Sample response. Homeostasis maintains biological variables within tolerance ranges essential for enzyme and cellular function. When a component of the stimulus-response pathway fails, the negative feedback loop is broken and the variable drifts chronically outside its tolerance range, leading to disease. Two Module 8 examples illustrate this directly:

Example 1 — Type 1 diabetes (blood glucose homeostasis). The homeostatic variable disrupted is blood glucose concentration (normal range: 4.0–6.0 mmol/L). The component that fails is the effector: autoimmune destruction of beta cells in the islets of Langerhans eliminates insulin production. Without insulin (the effector signal), the body’s cells cannot increase glucose uptake and the liver cannot perform glycogenesis after meals. Blood glucose rises far above the tolerance range (hyperglycaemia). Chronically elevated glucose exerts osmotic pressure on blood vessel walls, causing microvascular damage to the kidneys (nephropathy), retinas (retinopathy), and peripheral nerves (neuropathy). [3 marks: variable + component failure + disease consequence]
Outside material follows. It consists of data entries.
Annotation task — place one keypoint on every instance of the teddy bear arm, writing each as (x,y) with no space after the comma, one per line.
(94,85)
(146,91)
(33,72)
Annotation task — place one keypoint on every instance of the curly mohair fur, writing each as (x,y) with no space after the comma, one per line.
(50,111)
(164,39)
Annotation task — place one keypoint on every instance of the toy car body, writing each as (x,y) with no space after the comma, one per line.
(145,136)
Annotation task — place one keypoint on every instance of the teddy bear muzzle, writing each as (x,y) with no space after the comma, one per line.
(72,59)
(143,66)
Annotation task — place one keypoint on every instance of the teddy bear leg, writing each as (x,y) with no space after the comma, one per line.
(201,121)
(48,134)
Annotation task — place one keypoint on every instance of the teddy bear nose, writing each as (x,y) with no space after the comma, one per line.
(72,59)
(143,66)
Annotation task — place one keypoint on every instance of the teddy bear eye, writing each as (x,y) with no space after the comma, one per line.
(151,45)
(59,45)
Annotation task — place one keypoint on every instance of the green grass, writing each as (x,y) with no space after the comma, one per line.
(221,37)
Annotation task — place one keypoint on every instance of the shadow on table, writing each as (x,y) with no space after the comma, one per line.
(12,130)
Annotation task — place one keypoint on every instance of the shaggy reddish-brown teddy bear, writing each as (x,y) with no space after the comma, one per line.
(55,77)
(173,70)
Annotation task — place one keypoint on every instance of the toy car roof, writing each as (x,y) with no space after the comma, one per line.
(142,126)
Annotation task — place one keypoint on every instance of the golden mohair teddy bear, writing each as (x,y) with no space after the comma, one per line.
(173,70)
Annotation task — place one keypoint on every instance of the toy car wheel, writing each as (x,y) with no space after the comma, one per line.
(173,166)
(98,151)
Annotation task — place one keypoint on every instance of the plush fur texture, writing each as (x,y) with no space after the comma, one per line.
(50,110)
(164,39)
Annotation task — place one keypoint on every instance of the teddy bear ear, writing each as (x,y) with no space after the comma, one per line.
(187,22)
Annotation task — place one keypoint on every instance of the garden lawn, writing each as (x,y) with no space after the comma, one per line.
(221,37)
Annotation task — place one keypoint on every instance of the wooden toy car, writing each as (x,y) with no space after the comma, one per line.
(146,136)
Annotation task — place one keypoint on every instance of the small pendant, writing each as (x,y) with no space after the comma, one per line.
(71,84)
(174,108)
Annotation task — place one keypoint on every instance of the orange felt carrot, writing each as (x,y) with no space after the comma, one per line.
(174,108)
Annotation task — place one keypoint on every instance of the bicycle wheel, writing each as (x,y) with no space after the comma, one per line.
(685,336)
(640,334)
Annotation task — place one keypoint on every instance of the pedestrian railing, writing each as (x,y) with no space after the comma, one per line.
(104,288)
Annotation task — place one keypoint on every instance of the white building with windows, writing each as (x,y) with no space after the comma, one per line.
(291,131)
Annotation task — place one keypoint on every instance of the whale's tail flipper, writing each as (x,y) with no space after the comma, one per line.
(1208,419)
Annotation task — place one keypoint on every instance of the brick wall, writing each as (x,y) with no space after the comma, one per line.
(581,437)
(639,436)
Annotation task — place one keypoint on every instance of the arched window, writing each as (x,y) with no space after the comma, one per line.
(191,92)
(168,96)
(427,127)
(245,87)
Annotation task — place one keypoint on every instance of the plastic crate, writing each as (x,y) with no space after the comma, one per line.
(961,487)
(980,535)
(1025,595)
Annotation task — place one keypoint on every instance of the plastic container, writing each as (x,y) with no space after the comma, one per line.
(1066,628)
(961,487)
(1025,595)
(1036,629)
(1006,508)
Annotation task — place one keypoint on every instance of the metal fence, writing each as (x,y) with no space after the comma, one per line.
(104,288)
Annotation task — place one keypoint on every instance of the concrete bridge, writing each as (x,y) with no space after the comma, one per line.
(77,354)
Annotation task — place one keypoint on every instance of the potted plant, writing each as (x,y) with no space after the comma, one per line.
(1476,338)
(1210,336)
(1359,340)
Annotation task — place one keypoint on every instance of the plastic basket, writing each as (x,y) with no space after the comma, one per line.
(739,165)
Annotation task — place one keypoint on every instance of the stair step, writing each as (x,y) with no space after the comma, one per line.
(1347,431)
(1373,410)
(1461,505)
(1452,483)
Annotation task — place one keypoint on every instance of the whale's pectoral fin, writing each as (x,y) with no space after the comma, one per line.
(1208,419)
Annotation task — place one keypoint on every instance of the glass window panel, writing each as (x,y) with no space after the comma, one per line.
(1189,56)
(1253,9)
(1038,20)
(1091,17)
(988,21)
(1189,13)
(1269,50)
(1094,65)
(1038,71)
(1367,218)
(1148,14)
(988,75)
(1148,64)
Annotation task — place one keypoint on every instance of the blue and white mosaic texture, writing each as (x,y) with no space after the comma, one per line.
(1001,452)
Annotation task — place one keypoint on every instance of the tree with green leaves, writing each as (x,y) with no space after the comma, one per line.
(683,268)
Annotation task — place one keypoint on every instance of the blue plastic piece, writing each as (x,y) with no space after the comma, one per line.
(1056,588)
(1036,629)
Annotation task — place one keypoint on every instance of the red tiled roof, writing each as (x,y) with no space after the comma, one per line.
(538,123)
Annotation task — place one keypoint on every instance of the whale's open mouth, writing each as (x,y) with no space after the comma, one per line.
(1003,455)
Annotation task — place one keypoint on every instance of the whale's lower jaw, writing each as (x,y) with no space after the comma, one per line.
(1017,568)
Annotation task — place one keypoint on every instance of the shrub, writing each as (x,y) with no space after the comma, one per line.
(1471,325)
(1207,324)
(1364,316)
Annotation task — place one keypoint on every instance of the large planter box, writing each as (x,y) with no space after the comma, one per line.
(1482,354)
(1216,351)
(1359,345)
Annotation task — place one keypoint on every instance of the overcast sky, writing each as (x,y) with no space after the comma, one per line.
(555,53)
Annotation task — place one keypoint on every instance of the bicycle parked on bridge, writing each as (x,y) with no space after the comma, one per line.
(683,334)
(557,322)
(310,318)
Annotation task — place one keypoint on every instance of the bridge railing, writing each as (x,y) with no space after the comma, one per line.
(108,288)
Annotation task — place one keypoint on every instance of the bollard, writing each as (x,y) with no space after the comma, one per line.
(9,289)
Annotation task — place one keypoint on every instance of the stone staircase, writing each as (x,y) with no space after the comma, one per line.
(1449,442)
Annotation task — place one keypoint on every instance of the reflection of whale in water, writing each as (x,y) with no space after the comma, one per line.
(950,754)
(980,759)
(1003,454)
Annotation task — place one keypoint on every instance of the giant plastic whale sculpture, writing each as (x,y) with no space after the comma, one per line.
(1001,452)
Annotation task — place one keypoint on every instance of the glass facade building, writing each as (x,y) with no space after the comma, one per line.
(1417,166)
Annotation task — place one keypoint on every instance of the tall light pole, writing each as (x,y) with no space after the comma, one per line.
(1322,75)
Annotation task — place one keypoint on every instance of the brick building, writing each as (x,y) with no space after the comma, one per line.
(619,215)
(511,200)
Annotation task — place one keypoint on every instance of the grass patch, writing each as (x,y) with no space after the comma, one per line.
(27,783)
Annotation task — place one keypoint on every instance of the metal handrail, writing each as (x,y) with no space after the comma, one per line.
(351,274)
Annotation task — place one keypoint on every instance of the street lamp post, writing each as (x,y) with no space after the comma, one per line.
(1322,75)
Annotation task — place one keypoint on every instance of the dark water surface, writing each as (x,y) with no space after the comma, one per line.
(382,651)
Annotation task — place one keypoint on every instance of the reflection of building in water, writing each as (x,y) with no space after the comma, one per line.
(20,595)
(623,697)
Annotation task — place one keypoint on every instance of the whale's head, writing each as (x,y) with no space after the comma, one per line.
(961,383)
Example 2 — Chronic kidney disease (water/osmolarity homeostasis, or blood pressure homeostasis). The homeostatic variable disrupted is blood osmolarity (and fluid balance; normal range ~285–295 mOsm/kg). When nephrons are damaged by hypertension or diabetes, the effector (the collecting duct, which is made permeable to water by ADH) loses function. Water reabsorption is impaired, so blood osmolarity cannot be correctly regulated. The control centre (hypothalamus) continues to release ADH, but if the kidney tubules are damaged they cannot respond appropriately — the negative feedback loop is broken at the effector level. Over time, failure to regulate fluid balance and blood pressure leads to further kidney damage, cardiovascular complications, and uraemia (accumulation of waste products normally filtered by the kidney). [3 marks: variable + component failure + disease consequence]

Marking criteria (6 marks):

  • 1 mark — Names a first specific disease and correctly identifies the homeostatic variable disrupted + its tolerance range.
  • 1 mark — Identifies which component of the stimulus-response model fails in the first disease (with mechanism).
  • 1 mark — Explains the disease consequences that result from chronic disruption of homeostasis in the first example.
  • 1 mark — Names a second specific disease and correctly identifies the homeostatic variable disrupted + its tolerance range.
  • 1 mark — Identifies which component of the stimulus-response model fails in the second disease (with mechanism).
  • 1 mark — Explains the disease consequences that result from chronic disruption of homeostasis in the second example.

Accept any two diseases studied in Module 8 where a homeostatic variable and a specific failing component can be identified (e.g. type 2 diabetes — effector resistance; hypertension — disrupted blood pressure control; respiratory disease / COPD — CO2 regulation; hearing loss — cochlear fluid homeostasis). Reject vague responses that do not name a specific component of the stimulus-response pathway.